Doctors Are Urging You To Stop Feeding Your Children Hot Dogs – Here’s Why


Doctors Are Urging You To Stop Feeding Your Children Hot Dogs – Here’s Why

One of the national foods of the United States is the hot dog, which is consumed weekly in the majority of homes.

Many Americans are so accustomed to eating a specific way that they are unaware of the bad decisions they are making and how those decisions are hurting their children.

But according to a USC epidemiologist, children who consume more than 12 hot dogs each month run a nine-fold higher chance of acquiring childhood leukemia.
The research looked at the connection between dietary intake and leukemia risk in children in the Los Angeles County from birth to age 10 between 1980 and 1987.

It also came to the conclusion that children whose fathers consumed 12 or more hot dogs per month or more prior to conception were at a high risk of developing childhood leukemia.

This showed, in part, that parents' eating patterns both before and throughout pregnancy can make them more vulnerable to illness.

Hot dogs' nitrate content has been implicated as the root of various health issues.

“Processed red meat commonly contains sodium, nitrates, phosphates and other food additives, and smoked and grilled meats also contain polycyclic aromatic hydrocarbons, all of which may contribute to the increased heart failure risk,” explains Alicja Wolk, D.M.Sc.


How To Avoid Nitrate-Filled Foods

  1. Minimize your consumption of processed foods and cured meat products such as hot dogs, sausage and cold cuts.
  2. Check labels carefully and avoid products that list sodium or potassium nitrates and nitrites.
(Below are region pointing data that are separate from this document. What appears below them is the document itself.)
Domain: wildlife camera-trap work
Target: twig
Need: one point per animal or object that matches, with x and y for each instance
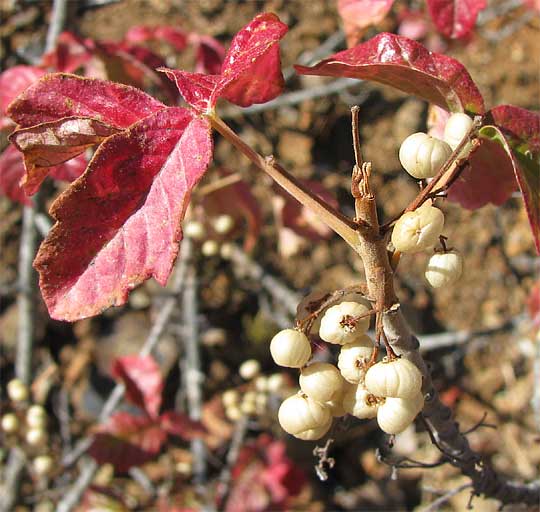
(295, 97)
(191, 370)
(89, 467)
(57, 23)
(225, 477)
(433, 507)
In addition to lunchmeat, some canned beans and vegetables with bacon, and even packaged seafood, may contain these added chemicals.
  3. Eat organic food. Synthetic nitrates and nitrites are not allowed as preservatives in organic packaged foods and meats.
  4. Find out if your water is tainted with nitrates or nitrites. Public drinking water utilities test for these compounds and must disclose their results. If you drink well water, your local health department can help you find out if this is a problem in your area. You can also have your water tested by a laboratory. If the chemicals are present, consider treating your water with a home water distiller, a reverse osmosis filter or an ion exchange filter to remove any fertilizer nitrates in the groundwater.
  5. Eat a diet high in antioxidants. Vitamin C and certain other vitamins can reduce the conversion of nitrates and nitrites to nitrosamines.